I’m sure you’ve been there. The handshake, the compliment, then the friendly advice. “You should do…”
Every writer, photographer, designer, dancer, musician and artist gets unsolicited advice almost daily from family and friends who mean well but who are, well, clueless about what it takes to make great art or to make a living from it.
Here’s one piece of advice you can take to the bank: Smile and nod, but don’t take it to heart.
“Get a real job/keep your real job”
This was the number one response. There is a common misperception in our society that creating something from nothing isn’t legitimate work. Look — you invest time, money and effort to hone your craft to the point that people connect and are excited about it. You have to learn marketing, management, accounting, finance and probably a dozen other skills. Art is entrepreneurship and it will almost definitely use more of your potential — and be more rewarding — than any desk job ever could.
“You should be more like (famous person)/everyone else”

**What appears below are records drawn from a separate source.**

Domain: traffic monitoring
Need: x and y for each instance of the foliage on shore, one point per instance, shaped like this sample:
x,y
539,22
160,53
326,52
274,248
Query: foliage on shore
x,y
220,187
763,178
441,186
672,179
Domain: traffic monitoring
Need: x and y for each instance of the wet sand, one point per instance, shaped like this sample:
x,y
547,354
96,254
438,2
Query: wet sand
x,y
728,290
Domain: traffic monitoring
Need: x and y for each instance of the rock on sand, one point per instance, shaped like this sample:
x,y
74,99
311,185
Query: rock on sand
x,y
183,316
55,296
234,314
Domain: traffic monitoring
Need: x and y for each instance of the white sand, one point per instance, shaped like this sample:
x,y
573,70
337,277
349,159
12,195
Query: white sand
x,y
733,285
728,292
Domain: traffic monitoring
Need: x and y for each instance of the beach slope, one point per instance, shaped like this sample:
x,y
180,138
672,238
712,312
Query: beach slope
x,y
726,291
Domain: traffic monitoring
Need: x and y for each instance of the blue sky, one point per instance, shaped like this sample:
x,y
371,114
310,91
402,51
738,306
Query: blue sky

This was the second most common response. The problem is, famous artists have “done” themselves already. They became popular by being unique and memorable, not by being copies of someone who came before. By the same token, following the crowd isn’t a good formula for standing out either. Each of us starts somewhere different and we all have to make our own way, not just blindly follow the mainstream.
“You don’t have what it takes”
This one’s harsh and painful. People as successful as Abraham Lincoln, Steven Spielberg, Fred Astaire, Beethoven, Bill Gates, and Stephen King have had ideas rejected and mocked, or been told that they were stupid or lacked talent. Fortunately, we can always improve our skills through hard work and one person’s judgment isn’t shared by everyone on the planet.
“Just do it — you don’t need training or preparation, you don’t need a team — learn by doing”
You will learn by doing. The problem is that this approach takes a long time, there are no guarantees of success, and you will learn bad habits as well as good ones. Experience is definitely a teacher, but it is not your only teacher or necessarily even the best one. You do have to do it, there’s no doubt. But do yourself a favor: lessen your learning curve with good mentors and partners.